A Risky Endeavor

March 25, 2018
By AliKazmi SILVER, San Jose, California
AliKazmi SILVER, San Jose, California
5 articles 0 photos 0 comments

Today, I stayed at home, relaxed, and let my business rake in $65 in revenue. With some initial setup, you can do the same!

 

Play it safe. Don’t take risks. High school is too early to make a difference. You’ve failed before. None of these criticisms were enough to stop me. I saw a real problem in the education system, and I was about to go out and attack it. Some people pay over $70 an hour for private tutoring, which is outrageous! My company that tutors for less, while employing high school students, to close the educational gap based on income- while donating a large portion of the profits to charity. My business makes around $200 a week in revenue, and I started only 4 months ago. I now have 11 tutors, and make over $200 in revenue a week- without doing much besides making sure everything goes smoothly. We pay our tutors well, as well as donate a significant amount to charity, but I still pocket up to $45 a week. Our website has over 350 views, and we are running at full capacity. I am a high school entrepreneur, and this is my guide to starting a business.

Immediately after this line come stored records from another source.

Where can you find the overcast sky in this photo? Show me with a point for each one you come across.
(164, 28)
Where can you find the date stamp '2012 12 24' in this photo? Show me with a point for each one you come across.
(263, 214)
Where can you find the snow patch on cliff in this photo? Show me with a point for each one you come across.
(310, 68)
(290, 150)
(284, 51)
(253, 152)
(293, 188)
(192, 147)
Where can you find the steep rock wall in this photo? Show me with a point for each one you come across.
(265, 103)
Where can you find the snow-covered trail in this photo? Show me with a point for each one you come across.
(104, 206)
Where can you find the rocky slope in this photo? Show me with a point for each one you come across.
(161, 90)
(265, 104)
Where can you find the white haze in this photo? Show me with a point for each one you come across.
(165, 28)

I know many of you may be wondering, why start a business in the first place? It is a great way to show leadership experience, make money for yourself and for charity, and an opportunity to employ your friends. While it is one of the riskiest things you can do with your time, it is one of the most rewarding when it succeeds. Leadership is one of the main qualities colleges look for, and the bravery and experience you show through starting a business shines through on applications. The road may be long, but if you can stick with it you will be rewarded with amazing experiences, friendships, connections, and a little (ok, a lot) of money on the side. 


My business grew organically. It started when someone contacted me asking me to tutor their ADHD child for $15 an hour once a week, and I accepted. As it progressed, I spent my money at used book sales where I picked up loads of business textbooks for $1 each. Friends began to take notice, and asked me where I got the money from- and that was when my eyes opened to the opportunity that was in front of me. I created a website, got a business partner (one of my biggest mistakes yet), created a marketing plan and business projections, found qualified tutors who were friends of mine, and got out there. We received an overwhelming response, with over 30 people requesting tutoring. The road to a successful business, however, is not that easy. My partner didn’t respond to many of the people, so while I assumed things were going well, many potential clients were being lost. We also faced a problem of lacking tutors in comparison to the demand. In life, however, one of the best problems you can have is too much demand. Once I discovered what my partner was hiding from me, I immediately messaged each person personally saying I would get back to them soon, and I pointed them to our website. I also made a push at school to find more tutors. My group of friends was limited, but after the first 6 or so tutoring deals went through, word of mouth began to spread. Clients began coming to us, and we no longer had to advertise as heavily. Tutors began hearing about us after they noticed their friends suddenly spending a lot more, and we organically grew.


Still, things were not always good, and not everyone is trustworthy. We had one client who registered, received tutoring, had their parents tell us that they would pay us at the next session, then the parents blocked us and never contacted us again- we had to pay our tutor out of our pocket. Regardless of occasional setbacks like this, most people are good and faith in humanity combined with discipline pays off in the long run.


A word of advice: whatever you do, do it for passion, not money. The money is a nice perk, but the real goal of a business should be to have fun while helping people. If you want to start your own business, create an idea, gather a team, read lots of business books, and prepare for one amazing ride.